Psoriasis Connected To Cardiovascular Disease
The skin disease psoriasis, in addition to being unsightly and painful, has now been linked to atherosclerosis, a buildup of plaque in the arteries that can lead to myocardial infarction ““ and death.
Psoriasis affects nearly 3 percent of the world’s population, including 7 million Americans. In addition to its effects on the skin, psoriasis is associated with arthritis, depression and a lower quality of life.
Dr. Srjdan Prodanovich and colleagues analyzed the computerized records of 3,236 patients with psoriasis and 2,500 individuals without psoriasis who were seen at the same Veterans Administration facility.
“After age, sex and history of hypertension, diabetes, abnormal cholesterol levels and smoking status were controlled for, patients with psoriasis were significantly more likely than controls to carry a diagnosis of atherosclerosis,” the authors write.
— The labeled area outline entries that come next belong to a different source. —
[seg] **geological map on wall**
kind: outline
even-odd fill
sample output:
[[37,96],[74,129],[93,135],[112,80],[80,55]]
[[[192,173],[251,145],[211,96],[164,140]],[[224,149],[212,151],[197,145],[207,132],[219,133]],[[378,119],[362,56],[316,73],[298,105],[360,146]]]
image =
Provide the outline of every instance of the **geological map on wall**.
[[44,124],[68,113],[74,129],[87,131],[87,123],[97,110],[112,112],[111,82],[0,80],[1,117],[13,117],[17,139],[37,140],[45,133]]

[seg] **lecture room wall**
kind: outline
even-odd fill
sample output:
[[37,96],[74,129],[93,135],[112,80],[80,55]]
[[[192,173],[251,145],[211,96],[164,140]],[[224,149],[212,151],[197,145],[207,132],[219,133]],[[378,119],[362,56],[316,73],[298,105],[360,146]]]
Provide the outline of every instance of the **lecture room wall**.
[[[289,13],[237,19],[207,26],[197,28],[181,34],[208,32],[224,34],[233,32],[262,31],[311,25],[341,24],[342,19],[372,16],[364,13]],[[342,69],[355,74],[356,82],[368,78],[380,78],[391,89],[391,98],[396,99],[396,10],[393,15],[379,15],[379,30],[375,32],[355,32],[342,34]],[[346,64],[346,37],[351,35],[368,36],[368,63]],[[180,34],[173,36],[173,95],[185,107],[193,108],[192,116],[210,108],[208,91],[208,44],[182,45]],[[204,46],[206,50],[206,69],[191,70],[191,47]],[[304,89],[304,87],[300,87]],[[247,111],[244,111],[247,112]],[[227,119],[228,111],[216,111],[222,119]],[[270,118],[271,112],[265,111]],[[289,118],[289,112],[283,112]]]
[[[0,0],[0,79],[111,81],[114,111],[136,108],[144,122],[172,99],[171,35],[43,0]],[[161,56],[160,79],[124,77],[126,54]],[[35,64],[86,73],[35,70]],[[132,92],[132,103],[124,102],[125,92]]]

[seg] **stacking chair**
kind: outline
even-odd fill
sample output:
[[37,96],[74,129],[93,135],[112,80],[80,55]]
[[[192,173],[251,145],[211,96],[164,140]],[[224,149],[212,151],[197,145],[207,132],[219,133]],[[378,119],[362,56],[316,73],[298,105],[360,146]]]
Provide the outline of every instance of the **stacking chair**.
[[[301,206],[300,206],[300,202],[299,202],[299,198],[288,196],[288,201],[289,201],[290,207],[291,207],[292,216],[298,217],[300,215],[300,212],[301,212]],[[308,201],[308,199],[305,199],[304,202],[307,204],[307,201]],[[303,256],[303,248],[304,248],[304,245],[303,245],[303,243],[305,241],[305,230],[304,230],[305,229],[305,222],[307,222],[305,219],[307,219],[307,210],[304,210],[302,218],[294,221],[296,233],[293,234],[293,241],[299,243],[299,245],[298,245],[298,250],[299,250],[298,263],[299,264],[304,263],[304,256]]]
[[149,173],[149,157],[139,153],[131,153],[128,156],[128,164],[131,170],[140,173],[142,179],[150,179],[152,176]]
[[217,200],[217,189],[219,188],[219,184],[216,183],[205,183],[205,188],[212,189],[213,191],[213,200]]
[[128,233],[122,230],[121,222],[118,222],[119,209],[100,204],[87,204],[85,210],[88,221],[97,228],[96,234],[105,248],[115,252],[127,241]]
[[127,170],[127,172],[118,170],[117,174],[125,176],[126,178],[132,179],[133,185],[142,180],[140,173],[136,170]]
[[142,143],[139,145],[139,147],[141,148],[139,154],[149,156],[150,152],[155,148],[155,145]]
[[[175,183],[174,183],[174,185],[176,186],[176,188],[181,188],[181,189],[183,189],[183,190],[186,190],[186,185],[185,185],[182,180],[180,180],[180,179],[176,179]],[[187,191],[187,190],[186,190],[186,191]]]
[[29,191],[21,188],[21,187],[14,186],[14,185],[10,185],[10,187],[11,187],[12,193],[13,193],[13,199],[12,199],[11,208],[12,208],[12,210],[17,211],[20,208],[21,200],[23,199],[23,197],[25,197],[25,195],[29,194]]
The authors emphasize the tremendous and far-reaching clinical implications, as vascular conditions caused by atherosclerosis represent a major financial cost to the health care system as well as a major cause of disability and death. The authors concluded that psoriasis is an independent risk factor for mortality, “i.e., we found a higher percentage of deaths among patients with psoriasis than among patients without psoriasis (19.6 percent vs. 9.9 percent).”
They urge that future studies investigate whether aggressive treatment of either cardiovascular risk factors or psoriasis will lead to an improvement in atherosclerosis in these patients.
“In the meantime, we recommend that health care providers who are caring for patients with psoriasis be vigilant with respect to traditional risk factor screenings,” they write. “It would be prudent for dermatologists to be familiar with suggested screening for cardiovascular risk factors and recommendations for aspirin use. If not, it is imperative that they work in collaboration with a primary care provider or another internal medicine specialist, who also needs to be aware of our findings.”